Ugandan president Yoweri Kaguta Museveni has named his son General Muhoozi Kainerugaba as the country's Chief of Defence Forces (CDF).
Museveni, who has ruled Uganda for 38 years, made the announcement on Thursday, March 21, 2024, on the heels of a mini cabinet reshuffle. That cabinet reshuffle sees the outgoing CDF Gen Wilson Mbadi appointed state minister for Trade to make way for Muhoozi. Mbadi's appointment to cabinet follows a familiar pattern where Museveni "promotes" the CDF to a cabinet position. This was the fate of Mbadi's predecessors David Muhoozi, Katumba Wamala and Aronda Nyakairima.
Muhoozi's appointment is eye-brow-raising as it has long been speculated that Museveni, 79, is preparing his 49-year-old son to one day be the country's next president. In May 2013, Uganda's coordinator of intelligence services Gen David Sejusa accused Museveni of attempting to perpetuate a "political monarchy" by grooming Muhoozi to become president. Sejusa authored a letter dubbing the entire scheme, a "Muhoozi project" that was leaked to the country's major dailies, Daily Monitor and The Red Pepper.
Muhoozi and his father would come out to strongly deny the charge even as the first son continued to enjoy rapid promotion in the Uganda People's Defence Forces which he joined in 1999. At the time of the Sejusa revelation, Muhoozi had been named head the Special Forces Command (SFC) in 2012 which is charged with protecting the head of state and first family.
Since then, Muhoozi has continued to be the centre of controversy with some government and opposition politicians accusing him of flouting the UPDF Act after he engaged in partisan politics. A serving army officer is barred from participating in politics in Uganda, however, Muhoozi openly declared his love for the ruling party the National Resistance Movement (NRM) founded by Museveni after he came to power on January 26, 1986.
At the height of tensions between Rwanda and Uganda in 2022, Muhoozi broke with national policy and called for a restoration of relations between the "two brother nations." Rwanda had closed its border with Uganda in 2019 accusing it of harassing its citizens. Ugandan government officials led by Foreign Affairs minister, Henry Okello Oryem denied this charge. Muhoozi's overtures to Rwandan President Paul Kagame who he referred to as "uncle" would see the country reopen its border in 2022 after a three-year diplomatic freeze.

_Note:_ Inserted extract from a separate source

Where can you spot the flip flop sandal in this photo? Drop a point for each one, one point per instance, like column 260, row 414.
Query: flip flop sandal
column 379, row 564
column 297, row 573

Kagame would then attend Muhoozi's 48th birthday celebration in Kampala in April 2022, further warming relations between the two countries which had once been close allies. Kagame had actually participated in the five-year bush war (1981-1986) that propelled Museveni to power in Uganda. Uganda was then accused of funding and assisting the Rwandan Patriotic Front (RPA), which Kagame led, take power in 1994.
The birthday celebration was the culmination of a year of fevered activity where Muhoozi toured the country holding similar bashes which opposition figures like Kizza Besigye and Robert Kyagulanyi Ssentamu dubbed disguised political campaigns. Muhoozi had coalesced a self-proclaimed "Team MK" most prominently marshalled by once acerbic government critic and journalist Andrew Mwenda and former music promoter Balaam Barugahara.
In the space of a year, Muhoozi had abandoned all pretence of not having interest in political office. His X handle (formerly Twitter) became one of the most followed as he fired off volleys of tweets in 2022 that came close to affecting regional security like when he declared Uganda supported the TPLF rebels who were waging a war against the sitting government of Ethiopian Prime Minister Abiy Ahmed.
Out of the seeming blue, Muhoozi would also tweet that the Ugandan army he now heads could march and capture Nairobi, the capital city of its largest trade partner Kenya, in three weeks. He would then take his very limelight averse wife Charlotte for a tour of the district where he lived as a refugee baby while his parents conspired underground to remove the successive governments of Idi Amin and Milton Obote.
That tweet provoked such an uproar that President Museveni was forced to apologise on his and the country's behalf to Kenya.
Finally, as that year closed out, Muhoozi would finally openly declare his desire to succeed Museveni as Ugandan president. On January 20, 2023, he would post, "I will be president of this country after my father. Those fighting the project are lost. MK Movement will win!!"
When Muhoozi assumes office as UPDF chief of defence forces, that seems all but certain as the army has decided who will become head of state in the country since its independence in 1962.